De là, à en faire l’ancêtre des harkis, c’est aller un peu vite en besogne. Détricoter les mythes de manière objective exige un choix rhétorique responsable. Et surtout que la vérité doit se révéler loin des tiraillements idéologiques. Ceux-ci pouvant alimenter d’autres maux et divisions. Reprocher à l’Émir de n’être pas mort sur le champ de bataille, à l’instar d’autres grands révolutionnaires, atteste d’une orthodoxie révolutionnaire qui dénie aux luttes d’autres formes de résistance. Un clonage de la pensée dans l’uniformité qui se refuse à l’idée même de l’altérité. De la liberté de choix, alors même qu’il s’en réclame. D’ailleurs, en parlant de choix, ceux-ci peuvent être liés à une vie privée dont on ignore presque tout. Les figures historiques algériennes se pétrifient soudain lorsqu’elles sont examinées en tant qu’individualités. Pourtant, bien des explications pourraient se dérouler si on abordait leur intimité. L’instrumentalisation de l’histoire bat son plein depuis l’indépendance du pays. Mettre au service d’ambitions personnelles des figures du passé nécessite qu’on interdise l’accès à tous les autres aspects de leur trajectoire et surtout les en priver. On en a fait des idoles qu’on adore comme sacré.
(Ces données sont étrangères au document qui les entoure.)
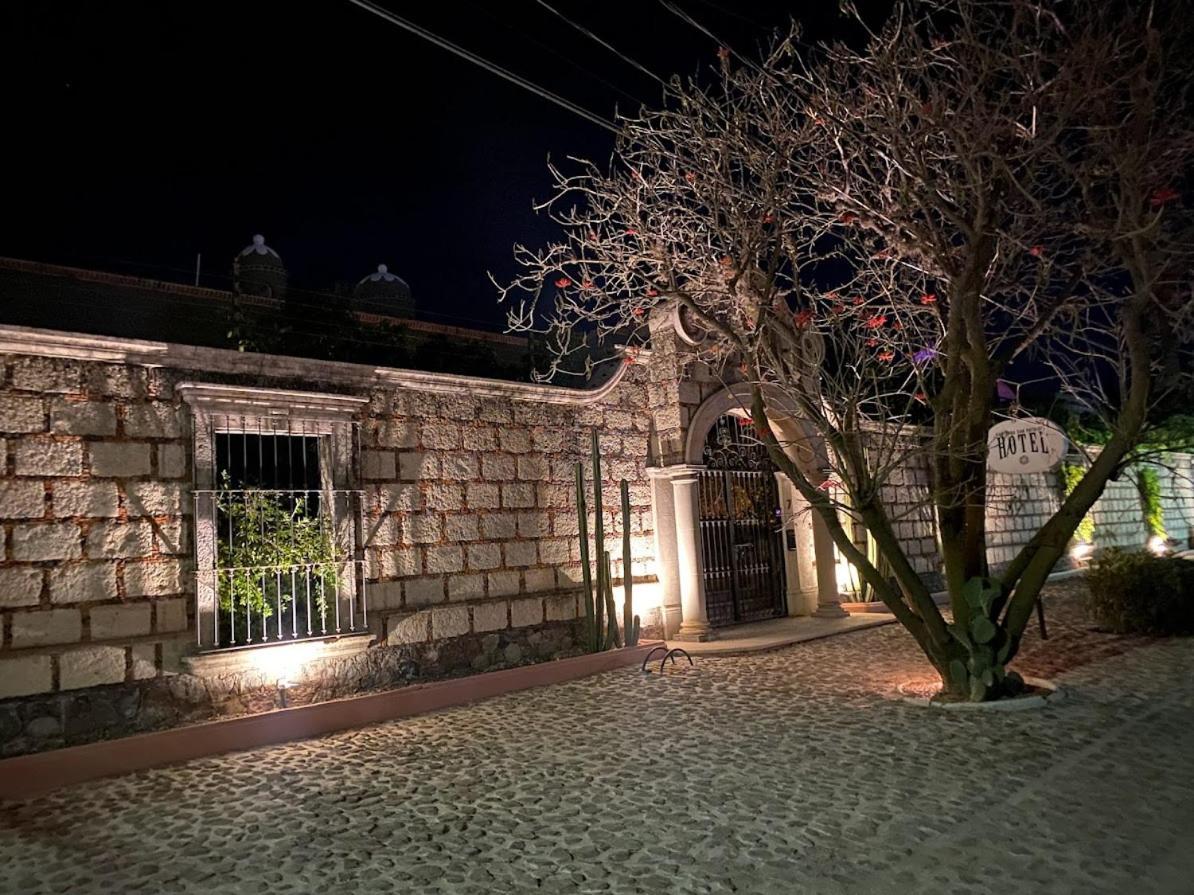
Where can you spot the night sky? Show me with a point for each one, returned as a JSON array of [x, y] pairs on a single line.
[[140, 134]]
Des réminiscences païennes entêtées ! On projette sur ses statuts nos errances et fantasmes, et surtout nos incapacités à affronter le présent. D’ailleurs, le pouvoir veille de ses immenses geôles pour mater toute vue contraire à son récit. Réactif jusqu’à la susceptibilité lorsqu’il s’agit d’interroger sous un autre angle l’histoire. La littérature et le cinéma n’ont qu’à bien se tenir. On est bien conscient qu’à travers l’Émir, choisi à son insu comme père de la nation algérienne, c’est la résistance à un projet de négation identitaire qui se manifeste. Un projet qui nous sied, effectivement, comme une “camisole”, tant ses effets minent depuis soixante ans le pays. La gangrène mémorielle s’intensifie par le déni qu’on lui oppose. Par la confiscation d’archives qui se ferment des deux côtés de la rive. Le régime entretient une historiographie qui maintient les Algériens dans l’ignorance d’une bonne partie de leur histoire. Les fige dans des récits conjoncturels sans nuances. Et se retrouve piégé dans une Histoire qui ne pourra pas tenir éternellement. Il est temps que la raison et la science reprennent leurs droits ; la médiocrité a assez nui.
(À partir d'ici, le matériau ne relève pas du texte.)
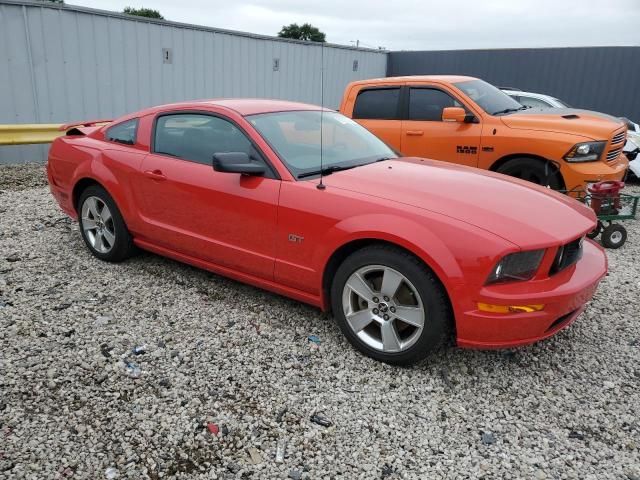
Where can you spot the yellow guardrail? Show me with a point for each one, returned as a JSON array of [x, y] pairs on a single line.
[[30, 133], [27, 133]]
En Algérie, c’est le peuple qui veille encore à l’unité nationale. Un lien inconscient continue de servir d’isolant aux tentatives de déstabilisation étrangères qui affluent. Les constructions du pouvoir sont si fragiles qu’elles ne sauraient être maintenues que par la répression. De plus, elles favorisent la colonialité et la soumission au fascisme islamiste qui exulte sous l’ignorance.
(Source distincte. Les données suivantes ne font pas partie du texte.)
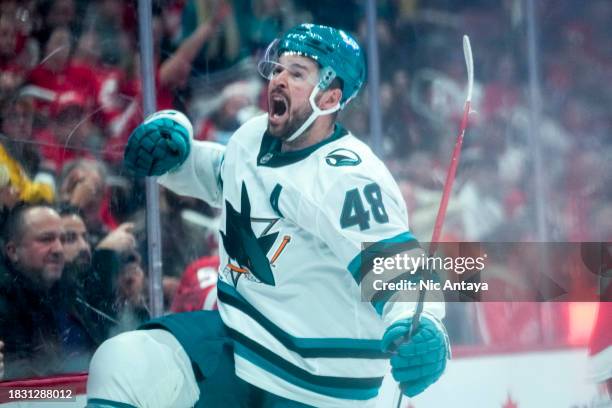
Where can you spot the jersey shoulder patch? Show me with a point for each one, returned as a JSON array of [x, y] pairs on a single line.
[[342, 157]]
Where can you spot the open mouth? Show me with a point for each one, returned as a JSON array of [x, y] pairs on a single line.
[[278, 107]]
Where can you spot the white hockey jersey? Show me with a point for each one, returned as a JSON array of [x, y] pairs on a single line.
[[292, 229]]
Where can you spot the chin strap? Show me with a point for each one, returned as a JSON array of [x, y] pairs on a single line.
[[316, 112]]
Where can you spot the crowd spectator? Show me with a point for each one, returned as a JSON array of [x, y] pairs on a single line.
[[108, 280], [83, 186], [19, 156], [70, 94], [42, 329]]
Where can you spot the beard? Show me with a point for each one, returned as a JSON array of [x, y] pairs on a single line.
[[293, 123]]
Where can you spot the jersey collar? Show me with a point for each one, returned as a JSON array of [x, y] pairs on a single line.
[[270, 154]]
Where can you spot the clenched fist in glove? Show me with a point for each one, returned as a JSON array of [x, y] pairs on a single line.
[[160, 144], [419, 361]]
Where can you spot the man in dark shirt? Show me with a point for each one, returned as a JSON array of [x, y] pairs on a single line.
[[42, 332]]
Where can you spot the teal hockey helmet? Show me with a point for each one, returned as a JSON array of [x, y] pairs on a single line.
[[336, 52]]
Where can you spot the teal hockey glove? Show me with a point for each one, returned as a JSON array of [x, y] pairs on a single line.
[[419, 361], [160, 144]]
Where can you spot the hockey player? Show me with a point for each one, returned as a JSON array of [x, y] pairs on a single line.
[[299, 195]]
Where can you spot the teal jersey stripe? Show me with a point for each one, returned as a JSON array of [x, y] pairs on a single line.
[[387, 247], [337, 387], [305, 347], [104, 403]]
J’aurais voulu vous parler d’un autre tableau : celui peint par Césarine Davin-Mirvaut en 1814. Une scène inspirée du roman de Sophie Cottin. Il s’agit de l’idylle du frère de Saladin, Malek Al Adhel, et de Mathilde, la sœur de Richard Cœur de lion. Pour dire que les rois musulmans abdiquent aussi par amour. Sacré orientalisme ! Il s’est attardé avec tant de fantaisies dans les alcôves qu’on a envie d’y croire.